Click on count, this shows 87 out of 6,007,985 structural variants.

Step 3: Attributes

Click Study accession and Source Name. Ensure that Chromosome/scaffold name, position start and end are selected.

Step 4: Results

Click Unique Results only and expand the preview table to All

 

(b) Click New.

Step 1: Dataset Choose Ensembl Variation and Human Short Variation (SNPs and indels excluding flagged variants)

Step 2: Filters

Expand the GENERAL VARIANT FILTERS, choose Filtter by Variation name and enter: rs566014072, rs754099015

Step 3: Attributes

Expand the VARIANT ASSOCIATED INFORMATION, choose Variant name, Variant alleles, scroll down to the Phenotype annotation section and choose Phenotype description and Associated gene with phenotype. Uncheck the information about Chromosomes and stard/end positions.

Step 4: Results

You can view this same information in the Ensembl browser. Click on one of the variation IDs (names) in the result table. The variation tab should open in the Ensembl browser. Click Phenotype Data.

 

Exercise 5 — Find Genes Associated with Array Probes

(a) Click New.

Step 1: Dataset Choose the Ensembl Genes database, then the Human genes dataset.

Step 2: Filters 

Expand the GENE section and select Input microarray probes/probesets ID list. Choose AFFY HG U133 Plus 2 probe ID(s) [e.g. 1553551_s_at] from the drop down list above and enter the list of probeset IDs in the text box (either comma separated or as a list). Count shows that 27 genes match this list of probesets.

Step 3: Attributes 

Expand GENE, select Description (Gene and Transcript IDs are already selected). Scroll down and expand the EXTERNAL. Find the External References section and choose HGNC symbol, scroll down to find the Microarray probes/probesets section and choose  AFFY HG U133 Plus 2 probe.

Step 4: Results  

Select View All rows as HTML or export all results to a file. Tick the box Unique results only.

 

(b) Don’t change Dataset and Filters – simply click on Attributes.

Step 3: Attributes 

Select the Sequences option at the top of the attributes page.
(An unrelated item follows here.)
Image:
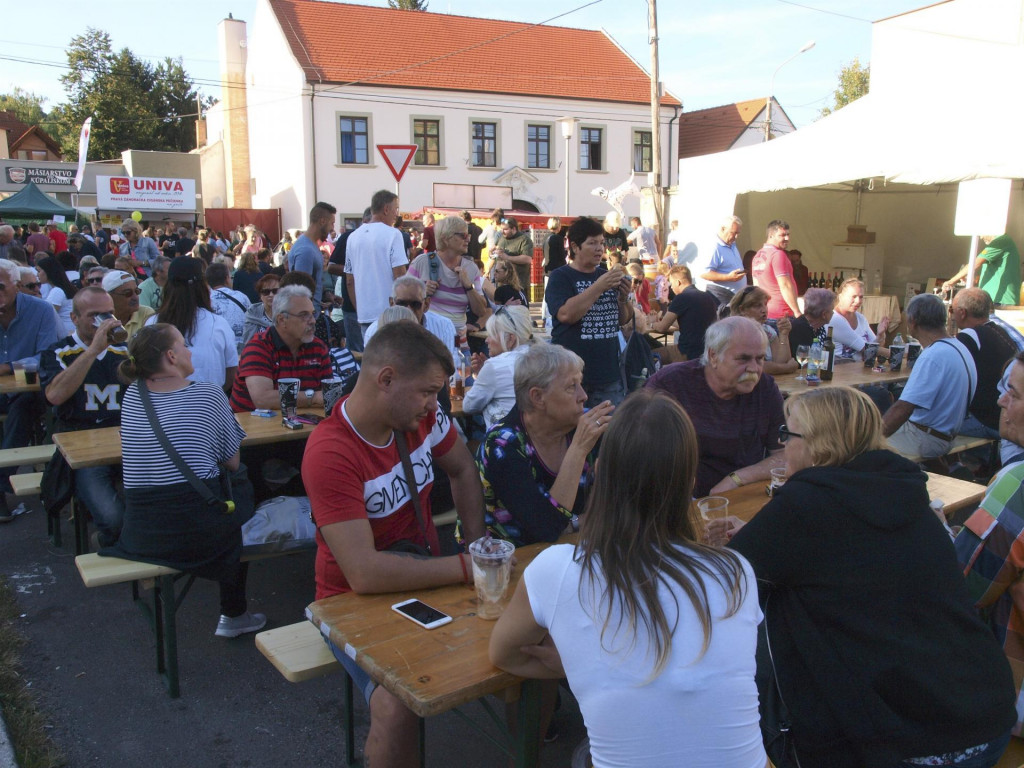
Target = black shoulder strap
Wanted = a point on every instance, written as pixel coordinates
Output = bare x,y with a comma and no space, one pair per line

Expand the SEQUENCES section. Select Flank (Transcript) and enter 2000 in the Upstream flank text box. Expand the HEADER INFORMATION section. Select, in addition to the default selected attributes, Gene description and Gene name.

Note: Flank (Transcript) will give the flanks for all transcripts of a gene with multiple transcripts. Flank (Gene) will give the flanks for one possible transcript in a gene (the most 5’ coordinates for upstream flanking).

Step 4: Results  

Download the FASTA file.

 

(c) Don’t change Dataset and Filters – simply click on Attributes.

Step 3: Attributes 

Select the Homologues option at the top of the attributes page.

Expand the GENE section, select Gene name and deselect Transcript stable ID. Expand the ORTHOLOGUES.

Scroll down to find the Mouse Orthologues section. Select Mouse gene stable ID, Mouse chromosome/scaffold name, Mouse chromosome/scaffold start (bp) and Mouse chromosome/scaffold end (bp).

Step 4: Results:

Select View All rows as HTML or export all results to a file.

Your results should show that for most of the human genes at least one mouse orthologue has been identified.